Context-Appropriate Identity
In different contexts, celiac has different prominence:
At restaurants: Celiac is very relevant At work: It’s background (unless there’s food) With friends: Part of who you are, but not the main thing In your spiritual life: One aspect of your embodied existence
Let it be appropriately prominent in each context.
Neither Ignoring Nor Obsessing
Ignoring: Pretending you don’t have it, minimizing accommodations, risking health Obsessing: Everything is about celiac, excessive restriction beyond necessary, anxiety-driven
The middle path: taking it seriously without being consumed by it.
Identity Beyond Disease
Developing Other Aspects
Intentionally cultivate:
- Interests unrelated to food
- Relationships where celiac isn’t central
- Skills and achievements beyond disease management
- A self-concept that includes many elements
The Identity Statement
Instead of: “I’m a celiac person who also does other things”
Try: “I’m a [parent/artist/engineer/friend/person of faith] who also has celiac disease”
Put celiac in its place: significant, but not primary.
Community and Identity
The Celiac Community
Connecting with other celiacs can:
- Provide support and understanding
- Normalize your experience
- Give practical help
But also:
- If your only community is celiac-based, identity narrows
- Balance celiac-specific and general communities
Advocacy vs. Identity
You can advocate for celiacs without making it your entire identity:
- Share information when relevant
- Speak up about accommodations
- Help newly diagnosed people
- AND have a full life beyond advocacy
Spiritual Identity
Deeper Than Disease
Your core identity isn’t “celiac”:
- Child of God
- Created with inherent dignity
- More than your body or its conditions
- Your soul isn’t gluten-intolerant
Integration, Not Definition
Spiritually, celiac is:
- Part of your embodied experience
- An opportunity for certain virtues
- A cross you carry
- NOT the essence of who you are
A Prayer for Balanced Identity
Lord, help me know who I am.
I carry this condition. It’s real and it matters. But it’s not the deepest thing about me.

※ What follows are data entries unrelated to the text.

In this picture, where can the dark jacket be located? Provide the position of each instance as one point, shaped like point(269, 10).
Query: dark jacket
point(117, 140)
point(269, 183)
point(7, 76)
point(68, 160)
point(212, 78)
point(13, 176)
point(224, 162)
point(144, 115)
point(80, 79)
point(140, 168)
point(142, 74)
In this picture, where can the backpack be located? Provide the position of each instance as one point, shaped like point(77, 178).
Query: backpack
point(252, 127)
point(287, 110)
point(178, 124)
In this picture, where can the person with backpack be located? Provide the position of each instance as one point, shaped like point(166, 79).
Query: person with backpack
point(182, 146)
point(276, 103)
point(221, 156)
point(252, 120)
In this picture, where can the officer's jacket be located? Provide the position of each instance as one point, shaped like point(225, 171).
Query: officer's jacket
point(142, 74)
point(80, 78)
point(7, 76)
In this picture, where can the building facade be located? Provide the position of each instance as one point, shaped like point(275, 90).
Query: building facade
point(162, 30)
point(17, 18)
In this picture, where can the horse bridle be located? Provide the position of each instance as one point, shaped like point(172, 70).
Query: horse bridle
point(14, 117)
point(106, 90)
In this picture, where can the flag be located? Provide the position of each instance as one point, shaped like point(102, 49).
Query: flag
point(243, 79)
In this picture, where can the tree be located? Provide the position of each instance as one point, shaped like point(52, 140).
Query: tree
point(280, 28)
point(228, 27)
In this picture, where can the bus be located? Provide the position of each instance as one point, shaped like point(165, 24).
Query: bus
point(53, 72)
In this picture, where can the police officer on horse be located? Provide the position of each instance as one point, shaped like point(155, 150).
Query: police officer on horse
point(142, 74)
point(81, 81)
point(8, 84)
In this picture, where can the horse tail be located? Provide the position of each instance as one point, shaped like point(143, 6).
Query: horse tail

Help me take it seriously without being consumed. Help me integrate it without being defined.
Remind me who I am beyond my body’s limitations. Ground my identity in You, not in what I can or can’t eat.
I am more than celiac. Help me live like it.
Amen.
Moving Forward
Signs of Healthy Integration
- You manage celiac well without constant emotional turmoil
- You can talk about it when relevant and not talk about it otherwise
- Your relationships and activities aren’t dominated by food
- You advocate without obsessing
- You have a full sense of self that includes many elements
Signs of Imbalance
Under-integrated:
- Denial, non-compliance, minimizing
- Health consequences from not taking it seriously
Over-integrated:
- Everything is about celiac
- Excessive anxiety, restriction, social limitation
- Sense of self reduced to the disease
The Ongoing Work
Identity integration isn’t done once:
- Life circumstances change how celiac fits
- New challenges re-raise questions
- Balance shifts and needs recalibration
Keep checking in: is celiac in its proper place?
You have celiac disease. You are not celiac disease. Hold the difference.